Well, the first thing you know, ol’ Dan’s a millionaire. But Daniel Plainview is the sort of guy with no kinfolk to point him to California. There are no swimming pools nor movie stars for Daniel Plainview, just adopted son H.W. (Dillon Freasier), an insatiable desire for success and a deep, desperate loathing for anyone who dares to stand in his way.

This is the basis for There Will Be Blood, Paul Thomas Anderson’s mighty new film, loosely based the first section of Upton Sinclair’s muckraking 1927 novel Oil. It’s an extraordinary picture of greed, corruption and conflict between religion and business and the way each leads to terrible internal weakness and self-destruction. It’s epic and intense and in many ways unlikable—but it’s also a powerful examination of the tragedy of the human condition, anchored by a staggeringly monstrous performance by Daniel Day-Lewis as Plainview.

 

 

 

Yes, oil has been good to Plainview, who’s tipped off about a desolate Texas ranch that’s sitting on an ocean of the stuff. He buys the spread from the Sunday family and sets up his operation, quickly creating more wealth than he knows what to do with. But standing in his way is Eli Sunday (Paul Dano), the town’s young preacher. The simmering conflict between them is both personal and professional, as commerce and faith are set against each other, and each becomes more successful and powerful.

Power certainly corrupts, but one of the most brilliant aspects of There Will Be Blood is how subtly the corruption manifests itself, and that’s a testament to the talent of Anderson, who has two epics under his belt already—Magnolia and Boogie Nights—and who surpasses both of them here.

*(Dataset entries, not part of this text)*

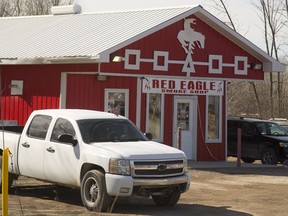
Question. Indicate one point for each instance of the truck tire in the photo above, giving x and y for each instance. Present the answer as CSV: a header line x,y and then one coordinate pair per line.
x,y
167,200
93,191
269,157
10,177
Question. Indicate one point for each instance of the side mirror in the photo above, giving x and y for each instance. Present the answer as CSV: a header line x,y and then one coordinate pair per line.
x,y
149,136
67,138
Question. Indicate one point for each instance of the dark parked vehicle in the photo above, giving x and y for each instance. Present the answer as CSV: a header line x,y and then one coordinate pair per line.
x,y
283,122
260,140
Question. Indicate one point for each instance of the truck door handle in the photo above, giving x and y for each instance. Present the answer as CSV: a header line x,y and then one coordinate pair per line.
x,y
26,145
50,149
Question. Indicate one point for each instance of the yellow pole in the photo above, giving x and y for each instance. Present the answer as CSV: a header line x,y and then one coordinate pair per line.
x,y
5,158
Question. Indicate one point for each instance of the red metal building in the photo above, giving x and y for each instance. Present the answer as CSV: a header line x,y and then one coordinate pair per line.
x,y
164,69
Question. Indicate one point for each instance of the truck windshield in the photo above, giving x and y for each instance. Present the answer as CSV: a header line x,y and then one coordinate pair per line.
x,y
271,129
109,130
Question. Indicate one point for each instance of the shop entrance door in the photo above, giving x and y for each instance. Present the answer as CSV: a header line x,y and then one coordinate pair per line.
x,y
185,117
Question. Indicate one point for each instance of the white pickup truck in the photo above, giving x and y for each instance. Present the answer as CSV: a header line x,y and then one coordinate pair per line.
x,y
103,154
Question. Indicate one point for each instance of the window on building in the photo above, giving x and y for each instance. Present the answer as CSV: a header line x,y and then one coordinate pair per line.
x,y
213,119
117,101
154,120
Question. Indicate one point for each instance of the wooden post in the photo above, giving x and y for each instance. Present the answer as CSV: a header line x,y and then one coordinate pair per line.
x,y
179,133
239,147
5,158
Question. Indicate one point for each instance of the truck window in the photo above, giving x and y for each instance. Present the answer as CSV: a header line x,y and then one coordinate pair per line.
x,y
39,126
62,126
109,130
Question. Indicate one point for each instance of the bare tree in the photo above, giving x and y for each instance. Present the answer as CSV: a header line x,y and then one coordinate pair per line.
x,y
29,7
274,19
273,14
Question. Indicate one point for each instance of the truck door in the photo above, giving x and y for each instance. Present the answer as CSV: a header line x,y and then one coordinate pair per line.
x,y
61,159
32,145
250,143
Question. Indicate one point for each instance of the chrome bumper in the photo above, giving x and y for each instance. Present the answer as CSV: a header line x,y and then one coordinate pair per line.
x,y
186,178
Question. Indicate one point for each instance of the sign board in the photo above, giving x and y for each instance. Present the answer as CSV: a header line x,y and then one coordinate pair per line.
x,y
182,86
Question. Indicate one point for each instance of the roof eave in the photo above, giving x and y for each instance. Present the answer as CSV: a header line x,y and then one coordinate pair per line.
x,y
50,60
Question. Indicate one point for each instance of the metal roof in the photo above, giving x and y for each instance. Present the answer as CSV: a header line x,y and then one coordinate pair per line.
x,y
76,35
92,37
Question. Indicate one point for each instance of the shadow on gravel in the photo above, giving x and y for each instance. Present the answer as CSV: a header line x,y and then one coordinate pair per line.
x,y
49,192
123,206
137,206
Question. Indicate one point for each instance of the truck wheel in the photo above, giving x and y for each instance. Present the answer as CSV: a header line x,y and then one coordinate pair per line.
x,y
93,191
167,200
10,177
269,157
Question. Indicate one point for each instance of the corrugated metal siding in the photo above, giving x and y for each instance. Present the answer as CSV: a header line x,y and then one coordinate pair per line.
x,y
77,35
40,91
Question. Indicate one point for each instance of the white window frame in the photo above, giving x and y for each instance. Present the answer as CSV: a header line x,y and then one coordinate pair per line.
x,y
207,139
115,90
162,117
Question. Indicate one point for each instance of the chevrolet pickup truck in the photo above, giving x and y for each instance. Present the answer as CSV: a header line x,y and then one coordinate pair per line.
x,y
103,154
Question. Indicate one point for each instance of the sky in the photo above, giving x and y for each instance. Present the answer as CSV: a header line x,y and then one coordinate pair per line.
x,y
243,12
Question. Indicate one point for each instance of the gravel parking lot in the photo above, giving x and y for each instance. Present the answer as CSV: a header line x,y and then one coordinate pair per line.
x,y
237,191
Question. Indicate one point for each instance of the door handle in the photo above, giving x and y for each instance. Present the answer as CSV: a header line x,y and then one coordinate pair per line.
x,y
26,145
50,149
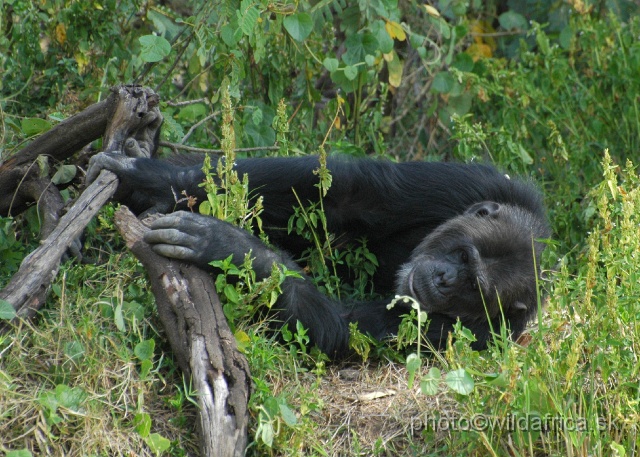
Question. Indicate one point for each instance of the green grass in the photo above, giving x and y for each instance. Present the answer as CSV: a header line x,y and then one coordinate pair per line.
x,y
93,375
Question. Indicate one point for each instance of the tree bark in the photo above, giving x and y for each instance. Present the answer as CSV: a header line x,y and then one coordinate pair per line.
x,y
28,288
201,341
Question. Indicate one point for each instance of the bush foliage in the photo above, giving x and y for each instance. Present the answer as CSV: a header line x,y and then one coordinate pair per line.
x,y
540,88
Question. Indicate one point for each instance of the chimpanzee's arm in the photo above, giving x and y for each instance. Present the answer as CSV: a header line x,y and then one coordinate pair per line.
x,y
199,239
148,185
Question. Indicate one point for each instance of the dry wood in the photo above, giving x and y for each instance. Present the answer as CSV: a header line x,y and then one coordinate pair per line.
x,y
202,343
28,288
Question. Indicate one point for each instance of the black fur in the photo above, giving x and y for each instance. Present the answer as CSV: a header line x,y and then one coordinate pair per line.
x,y
458,238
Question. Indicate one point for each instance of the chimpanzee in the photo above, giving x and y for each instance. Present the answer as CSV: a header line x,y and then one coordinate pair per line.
x,y
463,240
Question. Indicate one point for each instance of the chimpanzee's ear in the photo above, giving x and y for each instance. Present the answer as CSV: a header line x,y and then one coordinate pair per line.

Of course, his wisest move was simply giving Day-Lewis free rein. The actor, so good for so many years, is brilliant. In a year of solid performances by male actors, no one comes close to what Day-Lewis does in There Will Be Blood, as we see him yearning for vulnerability and struggling to come to terms with what is truly important to him even as he manages to push away, with over-the-top displays of rage, anyone who might have ever been important to him. He is an oilman, after all, and oil is dark and poisonous. Even when he realizes horrible, brutal truths about himself, he isn’t always able to overcome them. And yet, the moment that Eli Sunday takes vengeance on him—forcing Plainview to betray his personal beliefs in hopes of obtaining enough property to build a pipeline to the coast—is awe-inspiring, as Plainview shifts from going through the motions to moments of clarity when he sees himself for who and what he truly is. It is nasty and tragic and makes you feel sympathy for a man who has made himself unsympathetic.

Day-Lewis is such a brave actor, more than willing to spend the final moments lying in the gutter with a half-eaten pork chop for company. (That’s no spoiler—it’s not the sort of gutter you’re thinking.) His final confrontation with the preacher, where we see how rancid and poisoned and diseased each has become in 20 years, is wretchedly painful. And to Anderson’s credit, it doesn’t feel like it fits with the rest of the film. It’s uncomfortably out of place, but it truly does have its place, in that it is as discordant as the score, a seething mash of classical strings from Radiohead guitarist Jonny Greenwood. The movie never takes a break, never allows us to relax, drilling emotional holes as deep as any oil well.

No, There Will Be Blood is not a happy or particularly pleasant film, but it’s impossible not to appreciate it. And, as Plainview tells Eli Sunday after seeing him in action at his church, it’s one goddamn hell of a show.